Evolution in void sizes and shapes is also reflected by the distribution of void volumes (Figure 6). For both core and cortex samples, there was an observed shift toward larger void volumes (expressed as the equivalent spherical diameter of individual voids) in terms of the volume weighted void distribution as the fruit developed. Over time, there was a gradual decrease in small volumes, followed by an absence of voids with equivalent diameter roughly between 0.5 and 1 mm, and then finally the appearance of larger, single voids that comprise a significant volume of the airspace. In particular in the core samples (Figure 6A), sudden jumps in the volume distributions indicate the presence of highly connected networks of voids.


Figure 6. Pore space distribution expressed as cumulative volume fraction (A,B) and cumulative frequency fraction (C,D) of individual pores as a function of their equivalent diameter (mm) for core and cortex tissue, measured at several weeks after bloom (color legend). Error bars represent the standard error of 3 independent measurements.

In cortex samples (Figure 6B), the volume weighted cumulative distribution of the equivalent void diameter shifted to the right as the fruit developed. However, the void volumes were more evenly distributed than in the core without discrete jumps, and the largest, continuous void volumes (0.75 mm spherical diameter) were smaller than in the core (1.4 mm spherical diameter). As the fruit grew, the void volumes thus grew as well. Single, connected void networks comprising a quarter to half of the total void volume were not present in the cortex. There was no direct indication that new voids were formed during fruit development after 7 weeks after full bloom, but there is certainly a significant change in the configuration of the void network.

Comparing volume weighted distributions to frequency weighted (Figures 6C,D), it appears that in terms of numbers, the majority of the voids were quite small, but they contributed only modestly to the total void volume. As the fruit develops, more voids of larger size appear; however, the smaller pores remain dominant in terms of numbers. In the core in particular, only a few, highly connected, large void networks comprise the majority of the void volume.

Development of Vascular Bundles in Apple Fruit

X-ray micro-CT cross-sections (Figure 7) of the entire fruit resolved internal structures such as the air in the core and the ovules or seeds. The vascular bundles are shown throughout the development stages of the fruit as spots with high intensity, i.e., bright pixels. This indicates a higher attenuation of the X-rays, caused by a dense tissue microstructure. The latter is likely due to the relatively thick vessel structures, water within the vessels, and compact phloem with companion and parenchyma cells surrounding the xylem.


Figure 7. Examples of X-ray micro-CT cross-sections of “Jonagold” apple fruit at different time steps during fruit development, obtained by means of the Skyscan system (week 3) or Tomohawk system (weeks 9, 14, and 22).
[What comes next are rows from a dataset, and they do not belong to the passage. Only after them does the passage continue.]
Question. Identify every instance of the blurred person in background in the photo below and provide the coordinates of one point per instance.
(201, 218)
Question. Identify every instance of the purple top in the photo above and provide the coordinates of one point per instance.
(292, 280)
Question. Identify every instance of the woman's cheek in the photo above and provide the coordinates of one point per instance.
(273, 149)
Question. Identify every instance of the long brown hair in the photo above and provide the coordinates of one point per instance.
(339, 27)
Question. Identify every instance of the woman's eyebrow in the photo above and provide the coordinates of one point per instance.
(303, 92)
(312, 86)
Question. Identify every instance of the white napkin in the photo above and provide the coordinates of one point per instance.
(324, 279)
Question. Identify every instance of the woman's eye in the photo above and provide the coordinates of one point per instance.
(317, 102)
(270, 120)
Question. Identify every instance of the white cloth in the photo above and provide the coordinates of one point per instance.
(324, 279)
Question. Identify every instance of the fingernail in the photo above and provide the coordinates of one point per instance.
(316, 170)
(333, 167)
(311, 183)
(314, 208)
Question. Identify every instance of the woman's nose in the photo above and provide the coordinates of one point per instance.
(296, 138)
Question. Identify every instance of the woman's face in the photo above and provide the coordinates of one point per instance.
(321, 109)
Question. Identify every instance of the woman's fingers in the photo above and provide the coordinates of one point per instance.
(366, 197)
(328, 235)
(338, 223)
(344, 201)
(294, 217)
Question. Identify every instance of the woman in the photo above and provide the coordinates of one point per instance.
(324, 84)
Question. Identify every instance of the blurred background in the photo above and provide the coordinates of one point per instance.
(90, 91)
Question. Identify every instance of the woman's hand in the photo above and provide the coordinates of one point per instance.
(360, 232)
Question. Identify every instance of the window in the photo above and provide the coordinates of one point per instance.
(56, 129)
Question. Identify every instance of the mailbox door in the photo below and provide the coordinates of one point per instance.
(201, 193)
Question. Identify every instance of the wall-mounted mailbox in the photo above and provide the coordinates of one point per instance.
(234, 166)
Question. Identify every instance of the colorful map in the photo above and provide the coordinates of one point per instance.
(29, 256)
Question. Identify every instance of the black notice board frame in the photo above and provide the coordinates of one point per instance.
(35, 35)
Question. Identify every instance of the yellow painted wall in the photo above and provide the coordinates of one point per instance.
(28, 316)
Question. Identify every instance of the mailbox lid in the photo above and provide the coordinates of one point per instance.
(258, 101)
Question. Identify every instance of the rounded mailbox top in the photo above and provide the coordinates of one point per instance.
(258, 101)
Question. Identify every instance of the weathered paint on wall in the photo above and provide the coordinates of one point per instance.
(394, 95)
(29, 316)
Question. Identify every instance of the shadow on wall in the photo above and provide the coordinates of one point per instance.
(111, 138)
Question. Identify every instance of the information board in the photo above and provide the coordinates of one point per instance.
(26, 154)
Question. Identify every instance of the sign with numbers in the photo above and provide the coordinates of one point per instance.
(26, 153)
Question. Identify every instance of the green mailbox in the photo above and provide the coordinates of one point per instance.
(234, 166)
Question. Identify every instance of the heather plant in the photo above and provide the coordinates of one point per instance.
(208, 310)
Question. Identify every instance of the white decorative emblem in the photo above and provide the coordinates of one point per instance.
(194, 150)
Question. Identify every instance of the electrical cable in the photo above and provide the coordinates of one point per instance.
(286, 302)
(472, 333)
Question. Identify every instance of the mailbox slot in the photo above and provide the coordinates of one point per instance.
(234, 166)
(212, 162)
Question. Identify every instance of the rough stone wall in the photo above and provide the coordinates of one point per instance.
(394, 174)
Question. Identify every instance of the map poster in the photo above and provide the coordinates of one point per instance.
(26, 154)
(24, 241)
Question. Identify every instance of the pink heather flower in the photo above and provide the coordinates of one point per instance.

The scale bars measure 1 cm.

The main vascular structures can be readily resolved in the high-resolution images, showing the cortical and carpellary vascular systems (Figure 8). The automatically and manually segmented vascular networks of the same apples are shown in Figure 9, showing the cortical bundles only. The main differences are in the smaller ramifications and local thickness measurements. In the automated image processing, there is an underestimation of about 10% of the total vasculature length compared to that of the manually segmented networks.


Figure 8. X-ray micro-CT cross-section of “Jonagold” apple fruit harvested after 12 weeks after bloom showing gross morphology ft, floral tube; s (yellow), sepal bundles; p (green), petal bundles; cl (blue), outer limit of carpel or core line; dc (orange), dorsal carpellary bundle; vc (pink), ventral carpellary bundle; and cb, carpellary bundles connecting dorsal with ventral carpellary bundles. The image was obtained by means of UGCT's HECTOR system (Dierick et al., 2013).
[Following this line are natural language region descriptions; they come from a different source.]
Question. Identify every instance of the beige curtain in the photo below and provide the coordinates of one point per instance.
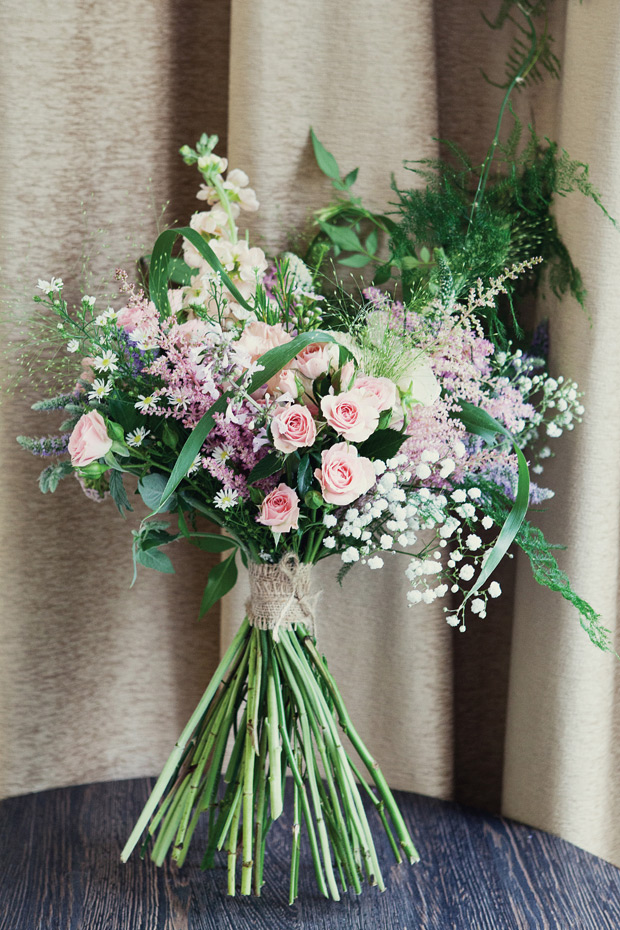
(515, 715)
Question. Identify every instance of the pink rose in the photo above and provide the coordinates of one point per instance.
(315, 359)
(381, 392)
(351, 414)
(89, 440)
(258, 338)
(292, 428)
(345, 475)
(280, 509)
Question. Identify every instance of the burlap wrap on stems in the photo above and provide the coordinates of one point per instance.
(280, 595)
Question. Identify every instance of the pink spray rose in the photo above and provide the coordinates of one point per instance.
(345, 475)
(280, 509)
(89, 440)
(292, 428)
(381, 392)
(258, 338)
(315, 359)
(351, 414)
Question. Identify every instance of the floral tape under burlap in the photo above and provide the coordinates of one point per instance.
(280, 595)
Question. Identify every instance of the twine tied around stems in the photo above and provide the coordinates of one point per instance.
(280, 595)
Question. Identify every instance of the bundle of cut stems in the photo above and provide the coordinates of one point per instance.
(278, 705)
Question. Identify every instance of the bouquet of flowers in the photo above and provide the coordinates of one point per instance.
(308, 422)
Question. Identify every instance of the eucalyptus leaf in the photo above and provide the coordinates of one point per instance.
(221, 580)
(383, 444)
(324, 159)
(156, 559)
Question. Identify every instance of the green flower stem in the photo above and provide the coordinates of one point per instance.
(295, 845)
(217, 737)
(232, 845)
(318, 868)
(356, 814)
(275, 750)
(311, 775)
(377, 776)
(259, 819)
(177, 753)
(225, 201)
(320, 721)
(249, 755)
(169, 826)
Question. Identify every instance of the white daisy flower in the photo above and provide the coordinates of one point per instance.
(100, 389)
(226, 498)
(137, 436)
(106, 362)
(145, 403)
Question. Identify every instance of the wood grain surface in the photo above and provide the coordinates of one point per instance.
(60, 870)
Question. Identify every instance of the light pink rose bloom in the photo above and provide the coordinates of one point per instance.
(89, 440)
(194, 332)
(315, 360)
(292, 428)
(280, 509)
(258, 338)
(381, 392)
(351, 414)
(345, 475)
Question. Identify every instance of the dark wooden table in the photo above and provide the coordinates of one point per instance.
(60, 870)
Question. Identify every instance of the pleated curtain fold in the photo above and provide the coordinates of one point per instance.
(519, 714)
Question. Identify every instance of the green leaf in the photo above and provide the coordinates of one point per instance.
(117, 490)
(382, 274)
(304, 475)
(221, 580)
(156, 559)
(151, 489)
(115, 431)
(181, 272)
(478, 421)
(343, 236)
(266, 467)
(160, 267)
(351, 178)
(313, 500)
(355, 261)
(212, 542)
(383, 444)
(372, 242)
(324, 159)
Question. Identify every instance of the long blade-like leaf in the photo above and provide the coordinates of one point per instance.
(478, 421)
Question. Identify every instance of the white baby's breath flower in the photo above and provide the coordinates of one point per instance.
(48, 287)
(137, 436)
(226, 498)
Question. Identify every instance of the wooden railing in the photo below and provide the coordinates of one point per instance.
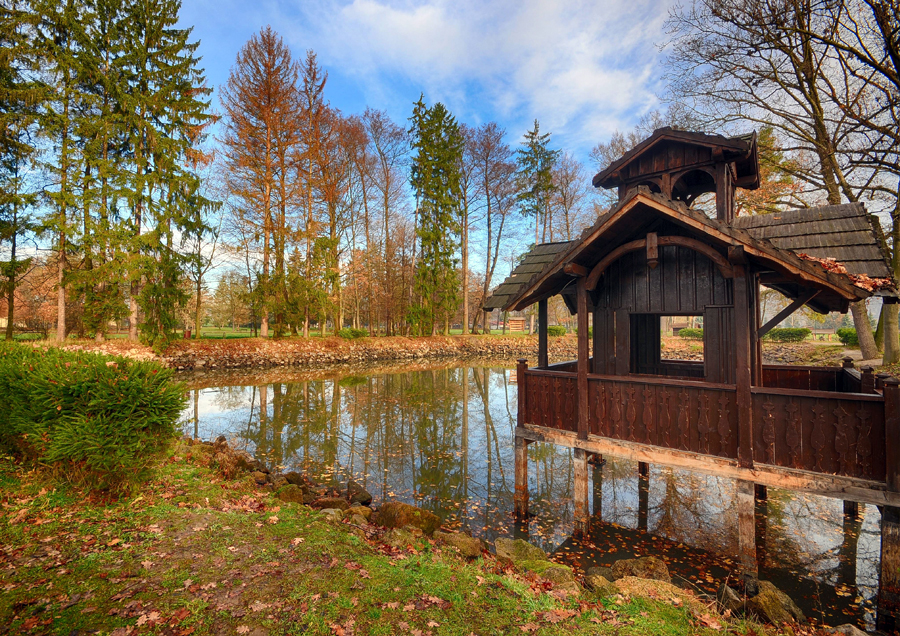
(829, 431)
(679, 414)
(821, 431)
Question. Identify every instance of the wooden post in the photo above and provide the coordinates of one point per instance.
(761, 520)
(521, 494)
(582, 508)
(849, 546)
(583, 354)
(746, 506)
(543, 341)
(643, 494)
(892, 433)
(868, 380)
(521, 367)
(597, 486)
(889, 578)
(744, 398)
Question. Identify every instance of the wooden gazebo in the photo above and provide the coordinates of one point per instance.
(828, 430)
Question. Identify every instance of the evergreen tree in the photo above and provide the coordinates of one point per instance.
(535, 172)
(60, 40)
(20, 95)
(435, 176)
(164, 113)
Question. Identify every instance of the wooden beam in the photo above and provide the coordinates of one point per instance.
(543, 340)
(574, 269)
(633, 246)
(583, 358)
(787, 311)
(652, 250)
(825, 485)
(744, 400)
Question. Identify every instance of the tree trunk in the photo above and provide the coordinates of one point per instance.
(891, 343)
(864, 330)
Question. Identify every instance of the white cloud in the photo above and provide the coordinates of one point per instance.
(582, 68)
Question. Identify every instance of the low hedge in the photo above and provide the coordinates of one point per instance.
(788, 334)
(847, 336)
(94, 420)
(352, 333)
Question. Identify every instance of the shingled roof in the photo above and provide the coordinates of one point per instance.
(534, 263)
(846, 233)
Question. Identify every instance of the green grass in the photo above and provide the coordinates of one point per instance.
(194, 554)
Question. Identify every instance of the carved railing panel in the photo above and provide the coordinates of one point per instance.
(840, 434)
(551, 399)
(684, 416)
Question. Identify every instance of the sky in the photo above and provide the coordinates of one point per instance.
(583, 69)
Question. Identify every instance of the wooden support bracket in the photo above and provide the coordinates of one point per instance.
(574, 269)
(787, 311)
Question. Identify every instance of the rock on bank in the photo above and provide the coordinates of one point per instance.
(312, 352)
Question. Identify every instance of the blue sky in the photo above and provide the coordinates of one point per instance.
(582, 68)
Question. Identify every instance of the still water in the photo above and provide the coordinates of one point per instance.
(442, 438)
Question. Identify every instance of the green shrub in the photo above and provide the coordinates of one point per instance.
(94, 420)
(351, 333)
(847, 336)
(788, 334)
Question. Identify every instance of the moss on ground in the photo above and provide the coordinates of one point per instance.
(192, 553)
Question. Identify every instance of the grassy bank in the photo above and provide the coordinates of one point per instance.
(192, 553)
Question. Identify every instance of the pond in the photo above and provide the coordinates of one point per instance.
(442, 438)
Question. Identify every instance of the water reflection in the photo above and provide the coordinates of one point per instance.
(442, 439)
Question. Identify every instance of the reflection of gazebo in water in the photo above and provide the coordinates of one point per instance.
(827, 430)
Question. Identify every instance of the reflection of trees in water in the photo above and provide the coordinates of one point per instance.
(812, 534)
(438, 438)
(444, 439)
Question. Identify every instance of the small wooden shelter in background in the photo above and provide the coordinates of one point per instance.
(828, 430)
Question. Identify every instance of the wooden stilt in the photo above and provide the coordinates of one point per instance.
(889, 579)
(747, 530)
(847, 556)
(761, 519)
(643, 494)
(597, 485)
(582, 506)
(521, 494)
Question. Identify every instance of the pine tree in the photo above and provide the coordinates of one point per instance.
(60, 40)
(435, 176)
(535, 162)
(20, 96)
(164, 113)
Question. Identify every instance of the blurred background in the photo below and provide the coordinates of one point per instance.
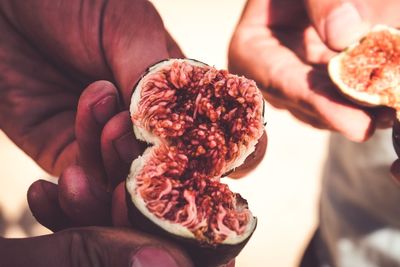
(283, 192)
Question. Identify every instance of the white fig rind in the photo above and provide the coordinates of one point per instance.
(138, 164)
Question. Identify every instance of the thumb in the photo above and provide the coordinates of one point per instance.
(92, 246)
(338, 23)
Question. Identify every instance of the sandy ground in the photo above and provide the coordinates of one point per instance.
(282, 192)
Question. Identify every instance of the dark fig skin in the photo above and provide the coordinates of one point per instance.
(202, 255)
(396, 136)
(253, 160)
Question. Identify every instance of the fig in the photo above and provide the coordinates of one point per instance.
(201, 123)
(368, 72)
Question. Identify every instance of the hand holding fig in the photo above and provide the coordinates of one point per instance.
(92, 246)
(284, 47)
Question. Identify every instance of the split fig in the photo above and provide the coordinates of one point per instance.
(201, 123)
(368, 72)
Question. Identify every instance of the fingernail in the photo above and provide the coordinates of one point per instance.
(128, 148)
(343, 26)
(104, 109)
(151, 257)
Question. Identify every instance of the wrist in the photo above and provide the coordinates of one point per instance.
(48, 250)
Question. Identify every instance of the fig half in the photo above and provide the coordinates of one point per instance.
(368, 72)
(202, 123)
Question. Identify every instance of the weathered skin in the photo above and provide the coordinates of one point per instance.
(203, 124)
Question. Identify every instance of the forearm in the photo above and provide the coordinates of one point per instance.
(48, 250)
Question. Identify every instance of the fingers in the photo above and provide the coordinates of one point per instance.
(119, 207)
(92, 246)
(83, 200)
(119, 148)
(97, 104)
(43, 202)
(134, 38)
(338, 23)
(173, 48)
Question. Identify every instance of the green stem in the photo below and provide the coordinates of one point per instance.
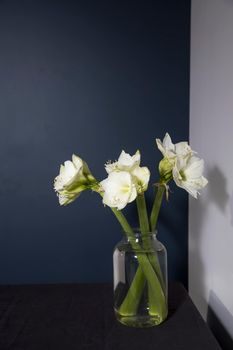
(158, 304)
(156, 206)
(153, 258)
(142, 214)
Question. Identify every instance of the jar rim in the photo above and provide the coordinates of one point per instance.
(137, 231)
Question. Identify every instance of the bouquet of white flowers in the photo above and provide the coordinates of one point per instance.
(127, 181)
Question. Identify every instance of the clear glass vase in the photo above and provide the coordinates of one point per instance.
(140, 280)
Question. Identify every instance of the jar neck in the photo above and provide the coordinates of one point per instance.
(139, 236)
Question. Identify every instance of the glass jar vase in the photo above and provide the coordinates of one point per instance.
(140, 280)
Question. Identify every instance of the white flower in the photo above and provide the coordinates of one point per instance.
(141, 177)
(170, 150)
(74, 177)
(125, 162)
(187, 174)
(119, 189)
(130, 164)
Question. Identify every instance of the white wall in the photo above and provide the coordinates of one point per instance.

Figure 9. Cortical vascular networks of apple fruit of weeks 12 and 20, obtained by means of manual image processing of high-resolution datasets and by application of the automated image processing protocol. The arrow indicates a ring that is an artifact created by the skeletonization procedure where the vascular bundles merge. At week 12 the total vasculature length was 7.07 and 6.17 m manual and automated segmentation, respectively; at week 20 this was increased to 18.81 and 17.06 m, respectively.
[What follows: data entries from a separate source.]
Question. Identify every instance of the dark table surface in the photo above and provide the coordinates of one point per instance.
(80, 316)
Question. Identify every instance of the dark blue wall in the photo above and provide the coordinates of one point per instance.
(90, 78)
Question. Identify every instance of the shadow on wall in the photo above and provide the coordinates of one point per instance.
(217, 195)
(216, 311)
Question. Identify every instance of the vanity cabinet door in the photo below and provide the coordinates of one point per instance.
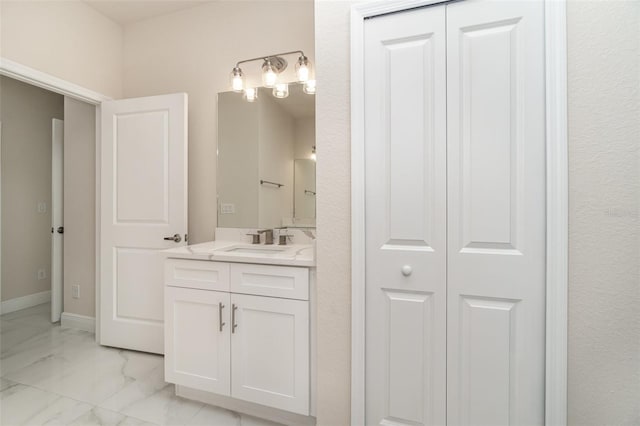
(270, 352)
(197, 339)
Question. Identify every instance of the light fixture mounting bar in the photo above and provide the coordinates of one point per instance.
(275, 55)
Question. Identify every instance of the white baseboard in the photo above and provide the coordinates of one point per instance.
(24, 302)
(79, 322)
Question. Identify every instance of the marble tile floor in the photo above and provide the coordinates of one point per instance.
(56, 376)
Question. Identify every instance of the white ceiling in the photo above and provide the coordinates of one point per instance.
(127, 11)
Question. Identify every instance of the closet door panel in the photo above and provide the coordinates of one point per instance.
(496, 213)
(405, 144)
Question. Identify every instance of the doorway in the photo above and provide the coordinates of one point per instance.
(73, 298)
(27, 203)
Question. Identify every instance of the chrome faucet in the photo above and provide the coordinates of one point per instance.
(268, 235)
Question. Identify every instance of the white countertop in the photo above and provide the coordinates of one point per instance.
(291, 254)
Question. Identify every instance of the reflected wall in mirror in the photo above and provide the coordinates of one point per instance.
(266, 160)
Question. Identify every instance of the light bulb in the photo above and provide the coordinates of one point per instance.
(251, 94)
(309, 87)
(302, 68)
(281, 90)
(269, 75)
(237, 80)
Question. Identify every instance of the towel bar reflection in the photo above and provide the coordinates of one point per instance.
(263, 182)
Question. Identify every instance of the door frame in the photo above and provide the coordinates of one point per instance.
(557, 193)
(58, 85)
(57, 196)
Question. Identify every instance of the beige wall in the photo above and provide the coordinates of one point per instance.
(66, 39)
(79, 206)
(604, 280)
(238, 168)
(604, 328)
(26, 113)
(194, 51)
(333, 203)
(305, 137)
(276, 146)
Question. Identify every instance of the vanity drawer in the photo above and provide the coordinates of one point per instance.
(269, 280)
(200, 274)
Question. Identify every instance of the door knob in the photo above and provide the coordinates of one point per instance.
(176, 237)
(407, 270)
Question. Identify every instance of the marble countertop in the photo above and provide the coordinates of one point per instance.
(223, 251)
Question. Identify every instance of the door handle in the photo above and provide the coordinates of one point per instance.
(220, 308)
(233, 318)
(176, 238)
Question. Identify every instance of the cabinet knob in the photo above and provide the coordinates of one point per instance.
(407, 270)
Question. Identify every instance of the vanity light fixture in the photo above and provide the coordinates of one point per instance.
(281, 90)
(302, 68)
(251, 94)
(272, 67)
(237, 79)
(269, 75)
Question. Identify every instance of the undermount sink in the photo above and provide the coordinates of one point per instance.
(254, 249)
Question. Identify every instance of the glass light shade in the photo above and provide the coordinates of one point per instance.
(309, 87)
(269, 74)
(302, 69)
(281, 90)
(251, 94)
(237, 80)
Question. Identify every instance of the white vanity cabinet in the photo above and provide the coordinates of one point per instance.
(239, 330)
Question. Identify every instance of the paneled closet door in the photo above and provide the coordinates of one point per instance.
(405, 157)
(496, 213)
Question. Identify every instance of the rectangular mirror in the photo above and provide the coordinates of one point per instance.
(266, 160)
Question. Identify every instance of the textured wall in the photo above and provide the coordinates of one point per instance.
(79, 206)
(333, 184)
(26, 112)
(604, 280)
(67, 39)
(193, 51)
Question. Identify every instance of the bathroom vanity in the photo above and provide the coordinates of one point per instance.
(239, 327)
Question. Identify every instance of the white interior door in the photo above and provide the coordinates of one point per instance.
(57, 225)
(143, 202)
(496, 209)
(405, 172)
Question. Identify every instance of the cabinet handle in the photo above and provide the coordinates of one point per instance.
(233, 318)
(220, 308)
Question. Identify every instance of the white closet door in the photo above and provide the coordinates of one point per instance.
(496, 213)
(405, 144)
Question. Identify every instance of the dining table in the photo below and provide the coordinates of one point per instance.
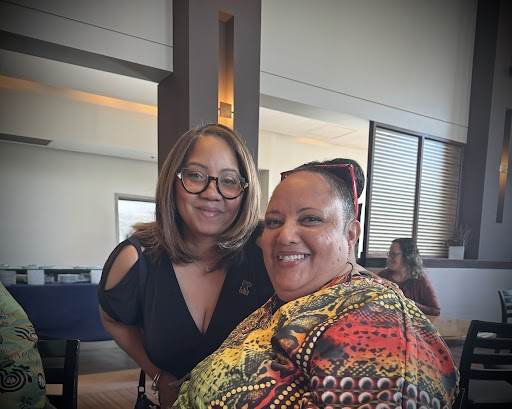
(452, 330)
(61, 310)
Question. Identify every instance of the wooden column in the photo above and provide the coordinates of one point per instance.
(190, 95)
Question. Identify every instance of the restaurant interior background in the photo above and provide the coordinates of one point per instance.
(325, 72)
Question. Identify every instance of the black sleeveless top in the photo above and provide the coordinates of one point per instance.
(171, 338)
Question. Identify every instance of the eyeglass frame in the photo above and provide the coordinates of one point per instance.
(243, 184)
(351, 172)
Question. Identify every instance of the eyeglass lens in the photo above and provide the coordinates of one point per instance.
(229, 184)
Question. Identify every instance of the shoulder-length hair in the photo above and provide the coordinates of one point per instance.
(165, 235)
(411, 254)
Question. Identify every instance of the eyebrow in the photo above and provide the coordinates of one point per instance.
(202, 165)
(303, 209)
Also, at the calyx end, an annular artifact was produced in some datasets due to the vascular bundles that merge. However, the automated processing took only a fraction of time needed for the manual work (15 min compared to over 10 h), and overall, gave a satisfactory first impression of the global vasculature structure.

Automated image processing of datasets obtained on intact apple from week 9 onwards, created 3D vasculature maps of developing fruit (Figure 10). Due to insufficient image contrast to resolve the vascular bundles in tissue with a low porosity, the automated procedure could not be applied to younger fruit. This presents also a potential limitation of the method for application to other fleshy fruit with limited porosity. Other solutions including the use of X-ray contrast agents could then be considered.


Figure 10. Examples of 3D cortical vascular networks obtained by means of the automated image processing protocol at 9, 14, and 22 weeks after bloom using Tomohawk datasets. Colors indicate thickness of the vasculature, calculated as the local radius of the vascular bundles, expressed on a scale between 0 and 0.7 mm.

The resulting networks offer information of local radii of the vasculature and the connectivity of the bundles by branching. The main cortical bundles were on average thicker than the vascular bundles that branch toward the skin as indicated by the color scale.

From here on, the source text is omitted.